便宜上3-5-2と置いたものの、この試合のレッズのシステムは変則的なものだった。攻撃時は4バック気味になったし、守備時は完全な5バック。メンバーはかなり異なるもののA3での山東魯能戦の形に近い形だったように思う。

まずはそのレッズの守備の形から。守備時は上に書いたように両サイドが完全に最終ラインに入る5バックの形だった。それに対して前線ではポンテが1つ押し出されて3枚のフィルターが形成されてる。だから、システム的には5-2-3という形になった。

ナビスコ杯決勝でフロンターレが取ってきた布陣も同じような5-3-2だったけど、この試合のレッズもフロンターレと同じようにボランチの役割が多くなるっていう状況が生み出されたと思う。WBが最終ラインに入ったためにがら空きになったサイドのカバーから、中盤でのボールのアプローチ、DFラインが晒されないようにするためのフィルターの役割などなど中盤の守備の役割を全て任されてたような印象だった。この試合では鈴木だけではなく、長谷部も守備面での貢献度が高かったように思う。

ただ、これだけボランチの2枚ががんばったとしても中盤のスペースを埋めきることは物理的に不可能だった。トップ下のポンテが(次の攻撃を考えて)守備時は完全に3トップの一角的なところに入るから、中盤の守備は文字通り、全てボランチの2人に任されたって言っていい。
横幅はもちろん、前線に残る3枚とかなり深い位置にラインを設定した最終ラインとの間の縦の幅もケアすることになった。この状況では中盤をいいように利用されてしまうのは、当然のことだったと思う。

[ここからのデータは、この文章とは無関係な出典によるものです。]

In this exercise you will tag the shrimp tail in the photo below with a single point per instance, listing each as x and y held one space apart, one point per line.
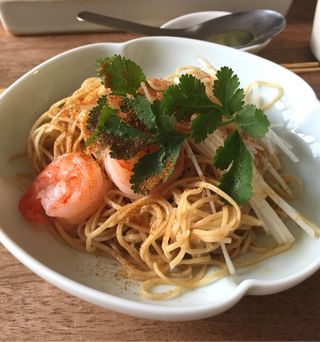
31 208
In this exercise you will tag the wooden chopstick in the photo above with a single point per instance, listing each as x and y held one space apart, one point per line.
304 67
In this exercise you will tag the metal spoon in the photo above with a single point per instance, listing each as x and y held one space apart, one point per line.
241 28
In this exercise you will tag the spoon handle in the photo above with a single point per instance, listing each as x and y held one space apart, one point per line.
125 25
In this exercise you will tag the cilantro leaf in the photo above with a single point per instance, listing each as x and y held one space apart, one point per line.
154 168
120 74
186 98
253 121
205 124
125 140
142 110
237 180
226 89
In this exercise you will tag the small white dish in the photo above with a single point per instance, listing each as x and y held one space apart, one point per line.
199 17
52 16
93 278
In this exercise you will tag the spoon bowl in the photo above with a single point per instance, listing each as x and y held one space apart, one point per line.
241 28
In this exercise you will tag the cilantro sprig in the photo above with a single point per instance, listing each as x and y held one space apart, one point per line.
151 127
233 156
120 74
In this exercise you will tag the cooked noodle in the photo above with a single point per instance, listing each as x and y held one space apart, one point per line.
174 238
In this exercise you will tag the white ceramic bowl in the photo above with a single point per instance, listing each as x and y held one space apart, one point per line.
199 17
92 278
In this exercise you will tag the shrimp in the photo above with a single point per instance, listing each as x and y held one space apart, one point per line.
70 188
120 172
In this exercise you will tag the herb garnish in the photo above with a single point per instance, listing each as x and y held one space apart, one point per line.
151 127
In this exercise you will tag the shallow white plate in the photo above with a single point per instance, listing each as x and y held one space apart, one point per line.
92 278
199 17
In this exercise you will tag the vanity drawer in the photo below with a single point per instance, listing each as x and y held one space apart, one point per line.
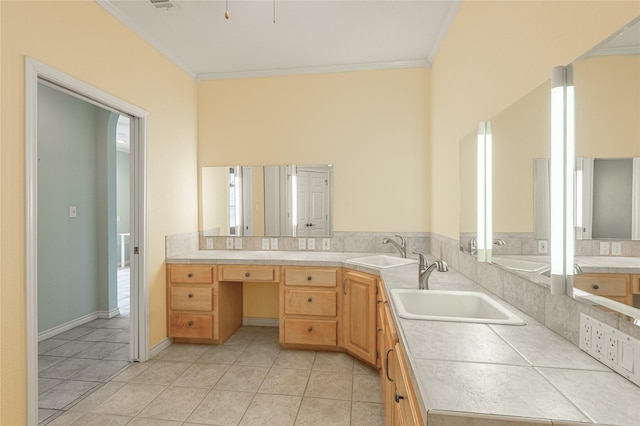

問題となったのはレッズのこの守備のやり方が、セパハンのスタイルに対してかなり相性が悪かったってことだと思う。

そのセパハンの攻撃のキーワードになるのは、後ろからの飛び出しの多さ。前に空いたスペースに対して、次から次への後ろの選手が飛び出してくる。逆に言えばレッズの中盤には後ろの選手が飛び出して来放題のスペースが空いていったって言える。
レッズの失点シーンに関しても、最初のシュート(パス?)はそういうシーンだった。長谷部と鈴木がボールサイドに寄せられている間に、その2人がケアしきれない逆サイドに後ろから選手が出てきた。最後は長谷部ががんばったけど、十分に寄せきるところまでは行かなかったと思う。さすがに2人でピッチの横幅をカバーするのは不可能だったことを思い知らされたシーンだった。

後半に関しては終始同じような状況だったと思う。中盤でがんばってボランチの2枚がボールにアプローチしても、スペースに後ろから出てきたフリーの選手に簡単に展開されてしまった。そういう場所はボランチの2枚のフィルターがかかっていない場所。結果としてDFラインだけが晒されるシーンがかなり多かったように思う。だから、セパハンはトップへのボールを入れ放題の状況だったと思う。

セパハンの後ろからの飛び出しの多さについては後でもう少し触れるとして、他にもレッズの5-2-3と相性の悪いセパハンのやり方が見られたので、それについても。それはセパハンの最後のアプローチのところで見られた。基本的にはセパハンの最後のアプローチは2種類しかないわけだけど、その2種類ともがレッズの守備のやり方のおかげでうまく機能したと思う。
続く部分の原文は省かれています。